The god particle - what a stupid nickname for the Higgs Boson.
The Higgs Boson
Religion has actually both helped and hindered science. It's a huge topic and not one that is appropriate here but let's look at one particular silly clash of terminology. The Higg's Boson, a.k.a. "The god particle".
Scientists need funding and publicity. The discipline is also littered with some colorful opinionated characters. In some cases, banter between two opposing views can be scathing, sarcastic, clever and funny. One example is the term 'big bang' - a term coined by Fred Hoyle who was a proponent of the 'steady-state' theory. His theory invoked some kind of mechanism that continually produced matter to explain observations of the day. The opposing theory was one that reduced all matter to a singularity as you wind the clock back. Both theories seemed to solve observational problems at the time, but Fred was so opposed and venomous to the idea of a singularity origin that he derided it as a 'big bang'. His aim was to ridicule the theory but instead it ignited people's imaginations which made it more popular and more studied.
However, the term 'big bang' also has connotations of an explosion of compressed 'something' *into* a pre-existing space, thus misleading many laypeople into a wrong analogy. The theory says nothing about 'before' or 'space into which an explosion could happen'. If this was true, then there would be a center of the universe, and we would be able to detect which direction it lies. But there is no center to the universe, and everything looks the same in every direction. Neither Earth, nor anywhere else is a centre of the universe.
The reason for that little story is to show how easy it it to confuse the public with flippant words. It leads me also into the term 'God particle'. This is a joke. Really... it's a joke. It's not, as you seem to think, a particle from which all others came. Peter Higgs apparently said, “Although I am not a believer myself, it’s a misuse of terminology that might offend some people.”.
The nickname has much to do with its central role in particle physics - like a keystone in an arch, or a jigsaw puzzle that completes the face of a central character in the composition.

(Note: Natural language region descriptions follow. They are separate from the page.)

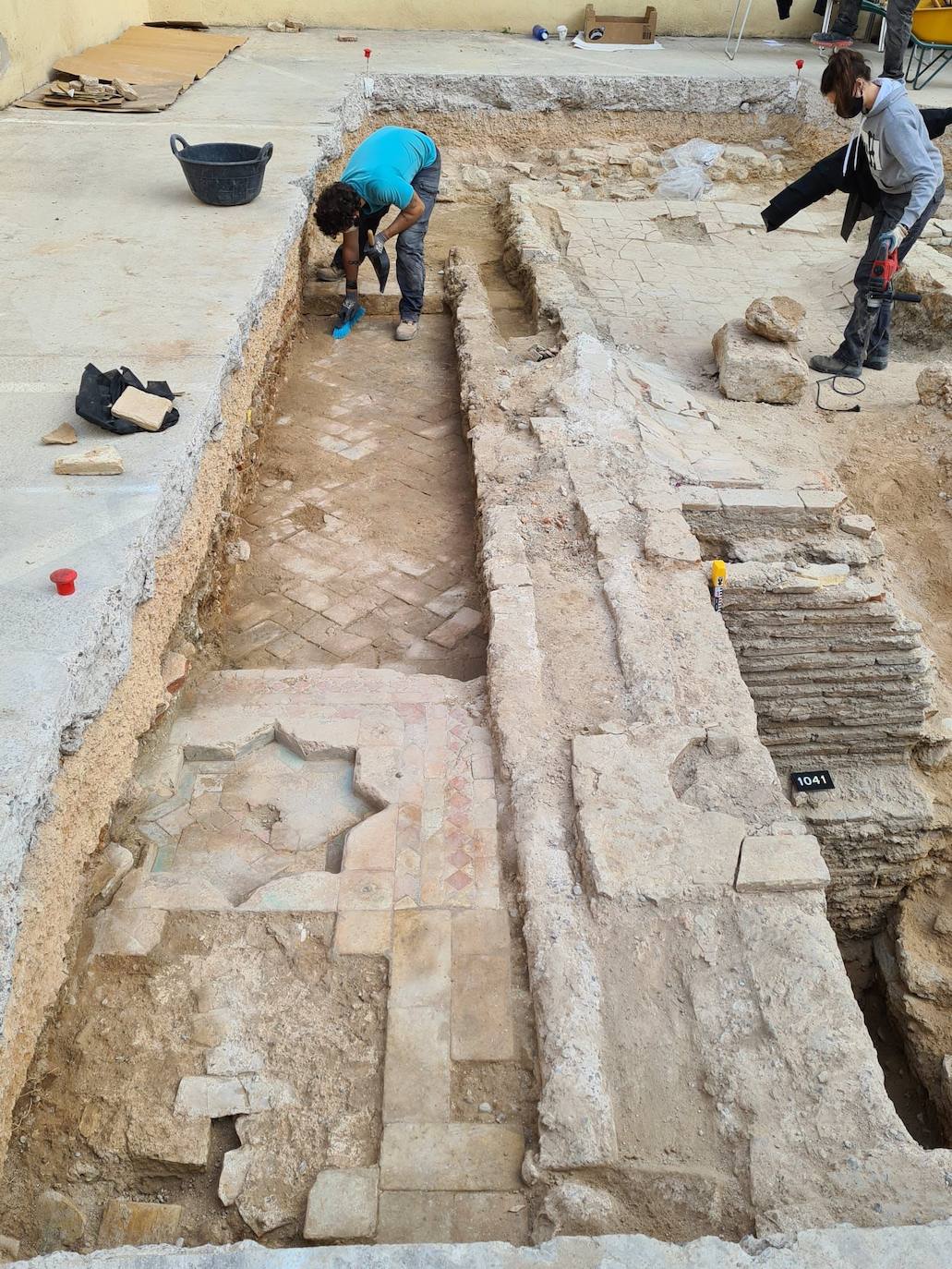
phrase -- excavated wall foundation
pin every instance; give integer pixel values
(670, 900)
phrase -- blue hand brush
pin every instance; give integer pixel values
(345, 328)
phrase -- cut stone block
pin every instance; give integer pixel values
(139, 1225)
(127, 930)
(63, 435)
(101, 461)
(769, 864)
(234, 1171)
(175, 1141)
(464, 622)
(112, 865)
(491, 1218)
(61, 1222)
(860, 526)
(481, 1018)
(451, 1156)
(363, 933)
(144, 409)
(416, 1215)
(342, 1204)
(416, 1071)
(211, 1096)
(419, 973)
(754, 369)
(778, 319)
(298, 892)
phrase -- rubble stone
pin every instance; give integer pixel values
(778, 319)
(934, 386)
(755, 369)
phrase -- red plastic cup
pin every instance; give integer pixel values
(64, 580)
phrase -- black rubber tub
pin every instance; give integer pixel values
(221, 173)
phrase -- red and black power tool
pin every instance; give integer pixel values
(884, 269)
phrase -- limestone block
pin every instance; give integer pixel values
(778, 319)
(63, 435)
(934, 386)
(297, 892)
(173, 1141)
(755, 369)
(99, 461)
(451, 1156)
(342, 1204)
(127, 930)
(416, 1071)
(769, 864)
(668, 538)
(139, 1225)
(144, 409)
(234, 1173)
(858, 526)
(111, 867)
(61, 1222)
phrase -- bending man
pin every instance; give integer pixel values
(392, 168)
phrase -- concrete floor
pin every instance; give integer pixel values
(90, 275)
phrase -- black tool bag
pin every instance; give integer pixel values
(101, 390)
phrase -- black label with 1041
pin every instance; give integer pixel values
(812, 782)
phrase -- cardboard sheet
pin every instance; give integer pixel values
(151, 54)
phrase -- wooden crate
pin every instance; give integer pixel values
(620, 30)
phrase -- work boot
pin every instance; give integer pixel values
(829, 41)
(833, 366)
(329, 273)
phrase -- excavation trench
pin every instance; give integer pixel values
(302, 967)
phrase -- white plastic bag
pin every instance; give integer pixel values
(692, 153)
(691, 182)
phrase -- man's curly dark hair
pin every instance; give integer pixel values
(335, 209)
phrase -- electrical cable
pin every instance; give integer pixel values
(858, 387)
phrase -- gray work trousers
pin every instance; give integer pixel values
(410, 267)
(898, 23)
(867, 334)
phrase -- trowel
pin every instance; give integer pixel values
(379, 259)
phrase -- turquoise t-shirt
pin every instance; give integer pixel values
(383, 165)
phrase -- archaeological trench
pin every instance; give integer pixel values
(458, 892)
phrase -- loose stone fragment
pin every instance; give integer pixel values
(778, 319)
(101, 461)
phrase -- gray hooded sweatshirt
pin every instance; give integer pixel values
(901, 156)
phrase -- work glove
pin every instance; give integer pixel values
(888, 241)
(377, 247)
(352, 302)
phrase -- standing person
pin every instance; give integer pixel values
(898, 24)
(908, 169)
(392, 168)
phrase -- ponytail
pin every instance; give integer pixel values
(844, 67)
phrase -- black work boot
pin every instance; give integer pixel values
(833, 366)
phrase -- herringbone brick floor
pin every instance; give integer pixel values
(362, 526)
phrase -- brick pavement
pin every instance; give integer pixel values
(362, 526)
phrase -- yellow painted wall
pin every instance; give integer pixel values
(674, 17)
(37, 32)
(33, 33)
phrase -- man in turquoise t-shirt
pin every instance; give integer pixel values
(392, 168)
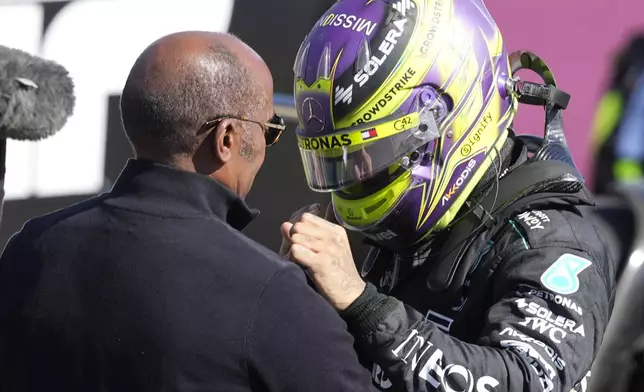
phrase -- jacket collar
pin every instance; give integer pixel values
(161, 190)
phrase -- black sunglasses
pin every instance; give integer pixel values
(273, 129)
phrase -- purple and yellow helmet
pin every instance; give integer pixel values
(402, 106)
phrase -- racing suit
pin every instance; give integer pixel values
(529, 314)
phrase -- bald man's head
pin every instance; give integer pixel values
(183, 80)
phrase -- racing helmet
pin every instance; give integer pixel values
(402, 107)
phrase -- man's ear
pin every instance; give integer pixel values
(224, 140)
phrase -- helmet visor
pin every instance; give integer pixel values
(353, 155)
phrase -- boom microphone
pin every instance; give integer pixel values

Most particle physicists are very certain its there. They know a range of energies between which it must exist, and they know why it must be there, and what is its role. None however will say for 100% certain that it exists until it is detected. But due to the huge energy involved, this particle is elusive (like a god). It's such an important part of the jigsaw puzzle, that multiple nations have banded together on a multi-billion dollar, multi-decade project to detect it.
Not only is this particle an important piece of a puzzle, it is also a sign-post. If it is there, then it will confirm with extreme confidence a huge body of particle-physics-knowledge. If it is not there, this is an equally important finding. It will simply point to new areas of research, some of which may be already promising but currently underfunded. So It is this central elusive important place in particle physics which gives the Higg's boson the nickname 'god particle'.
On the one hand, it generates publicity, but on the other it is grossly misleading to those not versed properly in the subject. This Higg's Boson is a necessary inclusion of the Higg's field. Every field requires a force carrier and the Higg's boson is the force-carrier for gravitational force.
Another misconception is the term 'force-field'. The field itself is not a force although there can be lengthy debate on the physical reality (or not) of a field. A field is more like the playground, while the play equipment and the children are the various particles. The Higg's boson fits into several theories - the most stable and predictive to date is known as the "Standard Model".
In order to transmit force, you need a field, and you need a force-carrier. For the electromagnetic force, the force-carrier is the photon. This happens to be massless, and as such travels at the speed of light. We can easily detect photons (just open your eyes).
The Higg's however, is massive. It's very hard to detect. Hopefully, by the end of 2011 the Large Hadron Collider in CERN, Switzerland will have revealed the presence (or not) of this elusive and important particle.